In Stage 1 of Group B, a total of 18 platinum-resistant ovarian cancer patients were evaluated. PFS6 (defined as patients that are free of progression at six months) was demonstrated in 56% of patients (10 out of 18). The overall response rate was 17% (3 out of 18 patients). The overall stable disease rate was 78% (14 out of 18 patients). The clinical benefit rate (defined as patients that either achieved a partial response or stable disease) was 94% (17 out of 18). Median PFS (defined as time from first dose to discontinuation of treatment) is 6.2 months so far, and 2 of 18 patients have been on treatment after 11 months. A ≥ 50% decline in CA125 was demonstrated in 44% patients (8 out of 18). Thus far, Group B showed increased antitumor activity relative to Group A on all of the aforementioned dimensions.
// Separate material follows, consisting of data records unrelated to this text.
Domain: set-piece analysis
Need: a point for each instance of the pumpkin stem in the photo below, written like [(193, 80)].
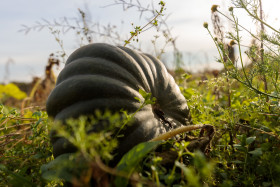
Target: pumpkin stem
[(160, 114), (179, 130)]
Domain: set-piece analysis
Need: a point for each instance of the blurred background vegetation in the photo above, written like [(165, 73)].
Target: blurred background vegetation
[(241, 100)]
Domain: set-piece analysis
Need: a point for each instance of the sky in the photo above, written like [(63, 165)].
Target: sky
[(27, 54)]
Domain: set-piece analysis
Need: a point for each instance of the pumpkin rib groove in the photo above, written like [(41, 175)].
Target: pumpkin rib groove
[(90, 66), (101, 103), (144, 65), (111, 53), (76, 89), (153, 72)]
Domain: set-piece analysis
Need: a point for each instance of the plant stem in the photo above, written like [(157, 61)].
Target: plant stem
[(257, 18)]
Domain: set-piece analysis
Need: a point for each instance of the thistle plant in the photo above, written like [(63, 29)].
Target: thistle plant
[(264, 56)]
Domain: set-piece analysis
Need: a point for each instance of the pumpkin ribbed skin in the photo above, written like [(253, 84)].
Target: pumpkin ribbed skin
[(101, 76)]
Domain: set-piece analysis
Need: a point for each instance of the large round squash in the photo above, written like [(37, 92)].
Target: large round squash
[(101, 76)]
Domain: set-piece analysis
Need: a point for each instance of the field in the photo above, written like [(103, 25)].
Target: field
[(236, 144)]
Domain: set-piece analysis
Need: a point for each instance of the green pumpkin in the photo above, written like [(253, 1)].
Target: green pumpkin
[(101, 76)]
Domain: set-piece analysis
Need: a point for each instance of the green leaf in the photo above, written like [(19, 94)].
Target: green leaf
[(130, 160), (256, 152), (58, 168), (250, 140), (17, 179)]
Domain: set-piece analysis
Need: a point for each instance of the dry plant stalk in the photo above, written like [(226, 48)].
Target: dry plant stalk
[(179, 130)]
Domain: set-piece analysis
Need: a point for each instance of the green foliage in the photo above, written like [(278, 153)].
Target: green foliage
[(11, 90), (242, 103), (24, 146)]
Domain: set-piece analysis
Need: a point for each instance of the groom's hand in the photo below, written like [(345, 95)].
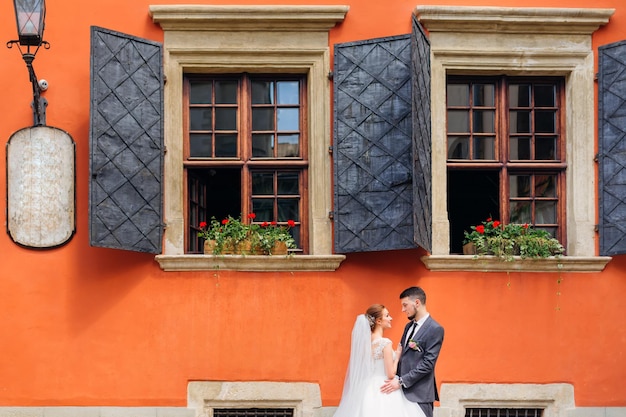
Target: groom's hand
[(390, 386)]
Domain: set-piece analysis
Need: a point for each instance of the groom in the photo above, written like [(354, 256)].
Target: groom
[(421, 343)]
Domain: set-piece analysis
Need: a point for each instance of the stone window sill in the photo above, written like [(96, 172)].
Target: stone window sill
[(249, 262), (494, 264)]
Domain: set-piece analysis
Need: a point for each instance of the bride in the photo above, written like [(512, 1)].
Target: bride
[(372, 361)]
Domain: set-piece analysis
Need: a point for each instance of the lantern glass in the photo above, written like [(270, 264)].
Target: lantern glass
[(30, 16)]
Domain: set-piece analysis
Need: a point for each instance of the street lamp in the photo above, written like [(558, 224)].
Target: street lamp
[(30, 16)]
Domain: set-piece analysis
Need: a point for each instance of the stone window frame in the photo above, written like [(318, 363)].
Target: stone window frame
[(525, 42), (554, 399), (204, 396), (229, 39)]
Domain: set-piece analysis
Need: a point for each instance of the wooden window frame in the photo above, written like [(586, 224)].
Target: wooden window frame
[(244, 159), (502, 163)]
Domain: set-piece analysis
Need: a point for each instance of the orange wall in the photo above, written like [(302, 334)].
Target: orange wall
[(90, 326)]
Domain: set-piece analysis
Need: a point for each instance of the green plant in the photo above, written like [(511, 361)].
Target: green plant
[(506, 241), (234, 235)]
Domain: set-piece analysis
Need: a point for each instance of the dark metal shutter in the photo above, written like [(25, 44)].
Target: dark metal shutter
[(612, 147), (126, 142), (373, 162), (422, 194)]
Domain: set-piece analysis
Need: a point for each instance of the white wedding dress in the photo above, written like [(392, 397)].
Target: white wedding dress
[(366, 375), (377, 404)]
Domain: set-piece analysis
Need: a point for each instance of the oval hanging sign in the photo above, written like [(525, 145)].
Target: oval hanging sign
[(41, 187)]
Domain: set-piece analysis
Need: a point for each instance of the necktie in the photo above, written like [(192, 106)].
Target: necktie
[(411, 332)]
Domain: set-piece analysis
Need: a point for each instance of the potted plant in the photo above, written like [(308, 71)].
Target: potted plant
[(506, 241), (234, 236)]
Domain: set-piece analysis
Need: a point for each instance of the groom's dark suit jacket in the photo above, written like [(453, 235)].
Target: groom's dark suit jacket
[(417, 366)]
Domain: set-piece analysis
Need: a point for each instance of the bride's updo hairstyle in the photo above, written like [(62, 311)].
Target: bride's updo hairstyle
[(373, 313)]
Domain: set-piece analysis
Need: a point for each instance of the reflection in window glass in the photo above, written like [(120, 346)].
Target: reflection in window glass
[(288, 146), (200, 145), (458, 147), (226, 92), (200, 92), (263, 183), (200, 118), (288, 119), (262, 92), (288, 92), (457, 95), (458, 121)]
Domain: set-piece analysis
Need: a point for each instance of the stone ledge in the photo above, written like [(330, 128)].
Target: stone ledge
[(495, 264), (249, 262)]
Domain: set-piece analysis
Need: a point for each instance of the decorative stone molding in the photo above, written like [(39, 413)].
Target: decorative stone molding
[(235, 39), (203, 396), (519, 41), (554, 399)]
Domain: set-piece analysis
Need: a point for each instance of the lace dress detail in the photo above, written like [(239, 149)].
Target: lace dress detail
[(377, 347)]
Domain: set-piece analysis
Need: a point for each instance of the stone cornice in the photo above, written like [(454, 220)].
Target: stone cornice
[(512, 19), (239, 17)]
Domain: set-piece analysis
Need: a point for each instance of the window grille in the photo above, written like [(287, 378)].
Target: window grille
[(503, 412), (253, 412)]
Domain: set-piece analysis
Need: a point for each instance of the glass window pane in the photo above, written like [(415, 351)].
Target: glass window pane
[(262, 146), (226, 92), (545, 212), (225, 145), (545, 186), (263, 208), (519, 148), (484, 147), (288, 183), (545, 148), (458, 94), (200, 119), (458, 121), (519, 121), (519, 95), (288, 92), (519, 185), (262, 119), (484, 95), (288, 209), (225, 119), (484, 121), (200, 92), (200, 145), (288, 119), (545, 96), (520, 212), (545, 121), (288, 146), (262, 92), (263, 183), (458, 147)]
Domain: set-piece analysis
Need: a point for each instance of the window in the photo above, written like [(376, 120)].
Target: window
[(245, 151), (248, 43), (505, 153), (474, 43)]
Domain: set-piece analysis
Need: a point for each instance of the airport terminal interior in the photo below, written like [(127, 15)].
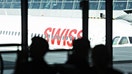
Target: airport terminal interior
[(56, 9)]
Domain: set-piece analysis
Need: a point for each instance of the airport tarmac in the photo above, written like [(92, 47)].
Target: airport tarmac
[(60, 57)]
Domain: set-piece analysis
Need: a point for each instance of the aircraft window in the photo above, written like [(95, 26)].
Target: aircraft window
[(123, 40), (130, 38), (115, 40)]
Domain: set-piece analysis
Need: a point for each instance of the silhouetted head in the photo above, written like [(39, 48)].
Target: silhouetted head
[(81, 47), (38, 47), (100, 56)]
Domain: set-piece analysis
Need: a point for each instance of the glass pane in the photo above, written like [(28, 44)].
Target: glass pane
[(7, 5), (119, 5), (102, 6), (16, 5), (57, 5), (35, 5), (68, 5), (130, 5)]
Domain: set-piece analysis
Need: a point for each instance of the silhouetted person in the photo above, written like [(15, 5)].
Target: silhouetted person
[(78, 61), (37, 64), (101, 59)]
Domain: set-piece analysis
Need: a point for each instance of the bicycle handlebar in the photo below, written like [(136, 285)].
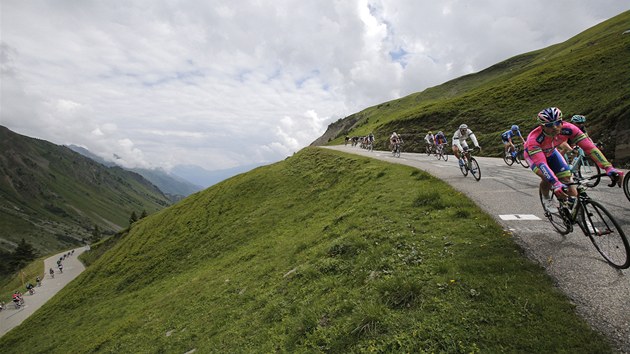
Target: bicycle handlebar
[(613, 181)]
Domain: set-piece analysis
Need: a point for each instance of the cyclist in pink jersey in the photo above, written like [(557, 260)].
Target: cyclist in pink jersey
[(547, 162)]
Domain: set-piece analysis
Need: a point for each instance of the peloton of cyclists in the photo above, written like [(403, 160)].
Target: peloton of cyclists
[(547, 162), (507, 138), (393, 140), (459, 141)]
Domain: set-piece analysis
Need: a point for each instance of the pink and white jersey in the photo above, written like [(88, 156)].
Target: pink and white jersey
[(539, 146)]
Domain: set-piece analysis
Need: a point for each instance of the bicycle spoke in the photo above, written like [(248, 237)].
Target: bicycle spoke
[(555, 217)]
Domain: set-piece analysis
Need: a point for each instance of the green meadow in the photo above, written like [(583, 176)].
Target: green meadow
[(322, 252)]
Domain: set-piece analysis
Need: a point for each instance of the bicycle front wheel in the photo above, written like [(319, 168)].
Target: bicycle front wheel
[(474, 168), (588, 169), (508, 160), (626, 185), (604, 231), (463, 168), (555, 214)]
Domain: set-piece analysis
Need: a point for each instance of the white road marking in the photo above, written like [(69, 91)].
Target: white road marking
[(519, 217)]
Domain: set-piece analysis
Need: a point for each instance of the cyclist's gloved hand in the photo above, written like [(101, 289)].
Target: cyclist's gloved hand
[(559, 190), (615, 175)]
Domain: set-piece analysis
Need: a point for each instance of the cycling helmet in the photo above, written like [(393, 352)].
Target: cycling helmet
[(549, 115), (578, 118)]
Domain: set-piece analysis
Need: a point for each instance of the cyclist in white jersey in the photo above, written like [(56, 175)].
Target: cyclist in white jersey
[(459, 141)]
AEs most commonly observed with the combination were anemia (10 patients, 56%); nausea (10 patients, 56%); fatigue (6 patients, 33%); and proteinuria (5 patients, 28%). The majority of AEs were Grade 1. There were four drug-related AEs that were Grade 3 or 4: Grade 3 anemia, elevated alanine transaminase levels, and non-infective cystitis, and Grade 4 febrile neutropenia.

Details of the AACR (Free AACR Whitepaper) late-breaking poster presentation are as follows:

Title:
Phase 2 trial of the NDC CRLX101 in combination with Avastin in patients with Platinum-Resistant OvarianCancer (PROC)
Date and Time:
Tuesday, April 19 – 8:00 am to 12:00 pm
Abstract number:
CT090
Location:
Section 13
Poster board number:
18

A copy of the poster will be available upon request following AACR (Free AACR Whitepaper) by emailing [email protected].

About CRLX101

CRLX101 is a nanoparticle-drug conjugate (NDC) designed to concentrate in tumors and slowly release its anti-cancer payload, camptothecin, inside tumor cells. CRLX101 inhibits topoisomerase 1 (topo 1), which is involved in cellular replication, and also inhibits hypoxia-inducible factor-1α (HIF-1α), which research suggests is a master regulator of cancer cell survival mechanisms. CRLX101 has shown activity in four different tumor types, both as monotherapy and in combination with other cancer treatments. CRLX101 is in Phase 2 clinical development and has been dosed in more than 350 patients. The U.S. FDA has granted CRLX101 Orphan Drug designation for the treatment of ovarian cancer and Fast Track designation in combination with Avastin in metastatic renal cell carcinoma.